The Mellon family already released 48 other artworks during Rachel Mellon's lifetime, including Van Gogh's painting Green Wheat Fields, Auvers in December. Most of the museum's Van Gogh works will be displayed together in June.
The Mellon acquisitions were made mostly in the 1950s and 1960s, with many brought back from France. Most works kept in their Upperville, Virginia, estate haven't been seen since a 1966 exhibition of the Mellon Collection.
Other highlights include one of Monet's earliest known paintings, Still Life with Bottle, Carafe, Bread and Wine from 1862-63 and a large, colorful painting by Degas titled The Riders, depicting a group of jockeys on horseback.

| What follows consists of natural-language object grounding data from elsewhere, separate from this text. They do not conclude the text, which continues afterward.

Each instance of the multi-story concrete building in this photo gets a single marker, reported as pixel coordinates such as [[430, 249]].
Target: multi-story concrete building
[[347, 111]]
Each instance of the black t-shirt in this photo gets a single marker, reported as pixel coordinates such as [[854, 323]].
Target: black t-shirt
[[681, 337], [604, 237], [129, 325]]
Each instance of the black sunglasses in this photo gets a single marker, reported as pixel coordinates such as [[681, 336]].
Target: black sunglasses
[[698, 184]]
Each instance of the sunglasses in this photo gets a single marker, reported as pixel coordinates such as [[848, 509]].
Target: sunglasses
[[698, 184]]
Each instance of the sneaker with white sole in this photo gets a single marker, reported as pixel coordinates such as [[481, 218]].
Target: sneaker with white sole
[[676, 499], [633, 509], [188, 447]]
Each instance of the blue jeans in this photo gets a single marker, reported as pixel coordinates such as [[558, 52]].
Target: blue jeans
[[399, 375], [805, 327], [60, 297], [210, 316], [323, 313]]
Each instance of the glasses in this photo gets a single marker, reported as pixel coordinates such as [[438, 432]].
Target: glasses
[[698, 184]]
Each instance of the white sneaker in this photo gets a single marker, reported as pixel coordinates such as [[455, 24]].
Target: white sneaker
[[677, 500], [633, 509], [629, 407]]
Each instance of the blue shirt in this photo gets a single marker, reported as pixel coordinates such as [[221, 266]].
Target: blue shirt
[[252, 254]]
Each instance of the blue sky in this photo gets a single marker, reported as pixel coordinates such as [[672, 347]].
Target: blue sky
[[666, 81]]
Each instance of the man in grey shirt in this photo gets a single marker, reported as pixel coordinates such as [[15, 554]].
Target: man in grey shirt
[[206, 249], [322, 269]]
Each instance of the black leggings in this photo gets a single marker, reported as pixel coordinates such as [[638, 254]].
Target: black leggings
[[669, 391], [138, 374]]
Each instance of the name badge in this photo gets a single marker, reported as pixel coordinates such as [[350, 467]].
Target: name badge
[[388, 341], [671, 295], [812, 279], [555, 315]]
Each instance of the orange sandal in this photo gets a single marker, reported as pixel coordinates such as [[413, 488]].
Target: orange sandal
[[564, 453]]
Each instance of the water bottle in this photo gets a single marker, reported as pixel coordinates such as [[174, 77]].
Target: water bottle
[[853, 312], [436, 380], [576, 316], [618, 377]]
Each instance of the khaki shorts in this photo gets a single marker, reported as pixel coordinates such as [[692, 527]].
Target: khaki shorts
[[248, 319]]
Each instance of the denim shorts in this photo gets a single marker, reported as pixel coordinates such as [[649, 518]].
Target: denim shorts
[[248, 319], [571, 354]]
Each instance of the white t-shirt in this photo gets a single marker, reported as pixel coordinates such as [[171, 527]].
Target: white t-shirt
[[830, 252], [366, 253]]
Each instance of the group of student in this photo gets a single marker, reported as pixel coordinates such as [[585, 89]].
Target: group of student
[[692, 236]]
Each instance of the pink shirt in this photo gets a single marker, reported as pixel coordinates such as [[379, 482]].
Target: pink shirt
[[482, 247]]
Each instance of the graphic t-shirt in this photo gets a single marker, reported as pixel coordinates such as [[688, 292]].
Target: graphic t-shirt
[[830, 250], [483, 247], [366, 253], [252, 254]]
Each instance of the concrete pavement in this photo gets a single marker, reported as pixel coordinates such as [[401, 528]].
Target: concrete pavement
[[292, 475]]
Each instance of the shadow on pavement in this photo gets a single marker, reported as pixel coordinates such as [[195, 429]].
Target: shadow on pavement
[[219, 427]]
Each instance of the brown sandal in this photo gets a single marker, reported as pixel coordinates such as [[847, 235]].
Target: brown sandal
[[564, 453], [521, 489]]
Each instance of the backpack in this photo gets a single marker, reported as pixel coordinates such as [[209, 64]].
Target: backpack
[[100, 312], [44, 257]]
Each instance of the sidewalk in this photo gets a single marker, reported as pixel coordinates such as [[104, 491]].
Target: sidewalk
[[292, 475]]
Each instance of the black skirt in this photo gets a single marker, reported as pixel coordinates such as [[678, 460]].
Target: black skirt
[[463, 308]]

The collection includes 12 oil sketches by Georges Seurat, who died young and did not have a large body of work. Now, combined with four other paintings by Seurat and a drawing, the museum has one of the most significant collections of his work in the United States, Jones says.
There are nine American paintings in the Mellon group, including two by Winslow Homer.
Since 1964, Paul and Rachel Mellon have donated nearly 1,200 works of art to the museum. Mellon's father, the Pittsburgh industrialist Andrew Mellon, founded the National Gallery in 1937 and donated his famous art collection to the nation.